History of the House 

Click on photograph to enlarge

Welcome to the historic house that was the inspiration for the miniature  you are about to visit. The original house was built in 1838 for the family of a Maine sea captain, George W. Robinson.  The house is a one and a half storey Greek Revival Cape of magnificent quality. Because we are only the fourth owners in 170 years, the house is basically unspoiled. The rooms are well proportioned and the detail of woodwork is very well defined. The house has a matching pair of formal living rooms, each with its own black marble fireplace, the marble having been quarried here in town, a formal dining room, a library, a full bath and a very large kitchen, with its own fireplace and pantry, on the first floor. There is also a three season porch in the back overlooking an extensive garden and a hugh silver maple  tree  that is more than 125 years old.

 The second floor has three large bedrooms, one of which we use as a second storey sitting room, a large full  bath and a small birthing room that we use as a computer room. The proportions of the rooms are generous and, for a cape, the second floor ceiling height of 8 feet and 6 inches is quite impressive.  Ceiling height on the first floor is 8 feet 10 inches.
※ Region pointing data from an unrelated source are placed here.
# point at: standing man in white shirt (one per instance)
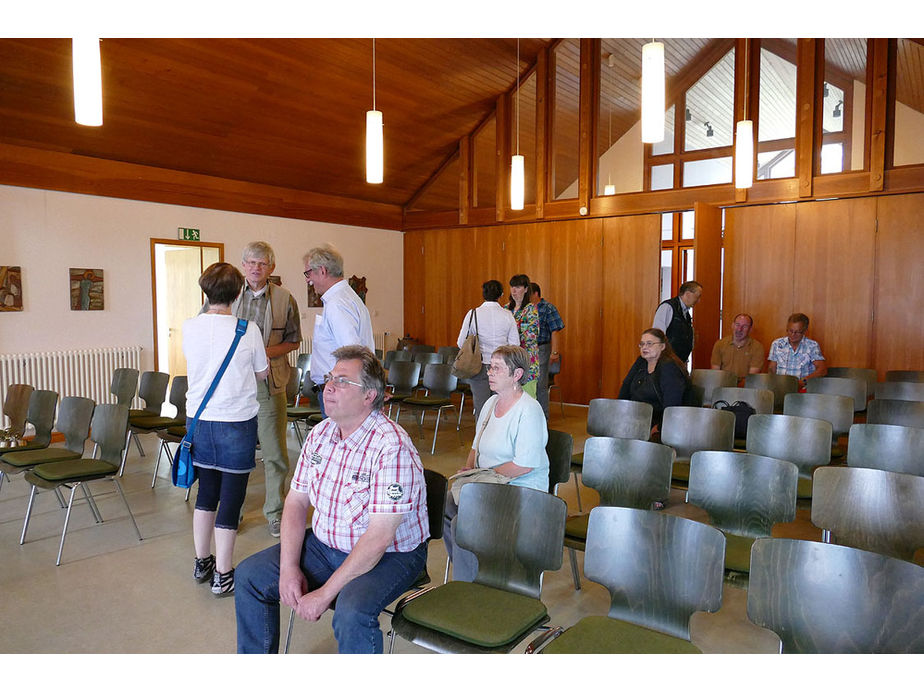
(345, 319)
(496, 327)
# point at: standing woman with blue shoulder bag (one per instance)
(224, 358)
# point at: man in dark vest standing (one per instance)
(674, 319)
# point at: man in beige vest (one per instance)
(275, 312)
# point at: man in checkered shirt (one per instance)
(368, 538)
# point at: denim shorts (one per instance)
(229, 446)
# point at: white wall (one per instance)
(47, 232)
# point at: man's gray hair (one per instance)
(325, 256)
(259, 250)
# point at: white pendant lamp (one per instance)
(653, 97)
(88, 81)
(375, 144)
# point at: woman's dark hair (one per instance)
(221, 282)
(492, 290)
(520, 280)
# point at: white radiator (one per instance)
(81, 373)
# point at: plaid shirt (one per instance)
(549, 320)
(375, 470)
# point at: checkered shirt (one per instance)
(375, 470)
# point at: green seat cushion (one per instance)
(30, 458)
(603, 635)
(475, 613)
(738, 552)
(74, 469)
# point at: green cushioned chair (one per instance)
(828, 599)
(745, 495)
(516, 533)
(109, 429)
(73, 421)
(625, 472)
(659, 569)
(613, 418)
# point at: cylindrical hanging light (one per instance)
(375, 147)
(744, 154)
(653, 92)
(88, 81)
(517, 181)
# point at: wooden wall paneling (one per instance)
(707, 270)
(898, 332)
(631, 262)
(833, 276)
(759, 253)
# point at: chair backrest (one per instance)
(436, 501)
(676, 566)
(888, 447)
(626, 472)
(516, 533)
(178, 394)
(744, 494)
(870, 509)
(836, 409)
(109, 430)
(824, 598)
(689, 429)
(904, 376)
(619, 418)
(898, 412)
(804, 442)
(761, 400)
(153, 390)
(124, 384)
(705, 380)
(41, 414)
(779, 385)
(848, 387)
(902, 389)
(438, 379)
(559, 448)
(16, 407)
(404, 376)
(74, 417)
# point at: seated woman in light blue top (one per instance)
(510, 438)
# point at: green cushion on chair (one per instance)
(603, 635)
(73, 469)
(476, 613)
(30, 458)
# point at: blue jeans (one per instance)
(356, 617)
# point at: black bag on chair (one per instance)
(742, 412)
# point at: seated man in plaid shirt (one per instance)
(368, 537)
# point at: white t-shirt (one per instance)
(206, 340)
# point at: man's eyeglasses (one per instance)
(340, 381)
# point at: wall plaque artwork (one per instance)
(86, 288)
(10, 288)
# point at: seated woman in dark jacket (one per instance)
(657, 376)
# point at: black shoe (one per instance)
(204, 568)
(223, 584)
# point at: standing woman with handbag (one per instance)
(222, 369)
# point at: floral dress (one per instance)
(527, 318)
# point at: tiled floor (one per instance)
(114, 594)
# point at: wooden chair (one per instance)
(887, 447)
(870, 509)
(690, 429)
(516, 533)
(626, 473)
(659, 570)
(745, 495)
(824, 598)
(804, 442)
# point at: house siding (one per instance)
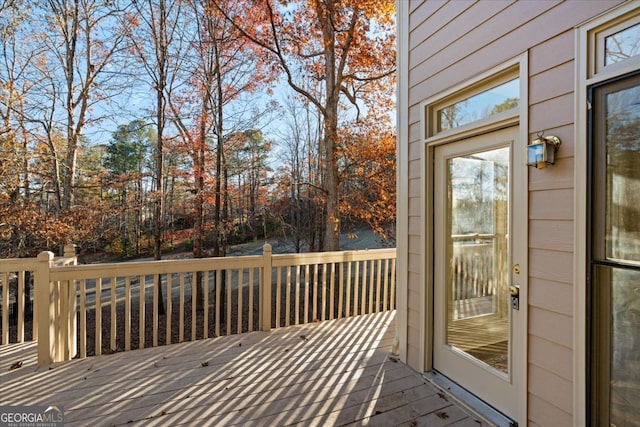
(450, 42)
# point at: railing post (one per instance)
(46, 309)
(265, 289)
(71, 320)
(70, 252)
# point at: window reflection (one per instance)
(622, 45)
(501, 98)
(623, 175)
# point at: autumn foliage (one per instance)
(140, 127)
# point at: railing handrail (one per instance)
(146, 268)
(11, 265)
(282, 260)
(61, 290)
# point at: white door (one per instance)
(475, 271)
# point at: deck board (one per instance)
(337, 372)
According to a book about the houses of Thomaston, Maine, this house is described as "...the pretty little house on Main Street." And, indeed, it is little compared with the mansions of the other sea captains, some having in excess of sixteen  rooms. When it was built, there was no effort made to use lesser quality materials even if the house was on a smaller scale than others. Quality of both the materials and the workmanship is excellent throughout the house.


The house is basically a square of 40 feet on each side, not counting the three season porch. The windows are very large and still have their original glass, some of it already having changed color due to the effects of sunlight on  imperfections in very old glass. At one time, before central heating was installed in 1920, the upstairs rooms had small candle stoves that burned one log which was put in upright and lighted with some hot coals that were brought upstairs from the first floor fireplaces. It was just enough heat to take the chill out of the bedrooms for a more comfortable night's sleep. That is why you will notice that there are mantle pieces in rooms that no longer have stoves.


The house is in the process of being historically restored, removing many layers of paint and beginning all over again once the bare wood is exposed. That process has made us aware of the excellent workmanship and quality of the materials used when the house was built. The wood is of extremely tight grain (very old growth). Many boards are over two feet in width with several, the kitchen counters for example, exceeding a yard in width.

The house has huge six over six windows with deep mullions and handsome framing. On the first floor, the living room windows have interior shutters called Indian Shutters, which fold into the thick framing walls that measure as much as ten inches in depth. The windows have no sash cords but they do have side pins that can be pushed in at various heights to keep a window open.  In places where these are missing, we use the simple "stick in the window" method of keeping a window open.  It is both easy and historically correct.

The resulting miniature, which was made as a dollhouse for our youngest granddaughter, is an exact 1/12 th scale model of our home.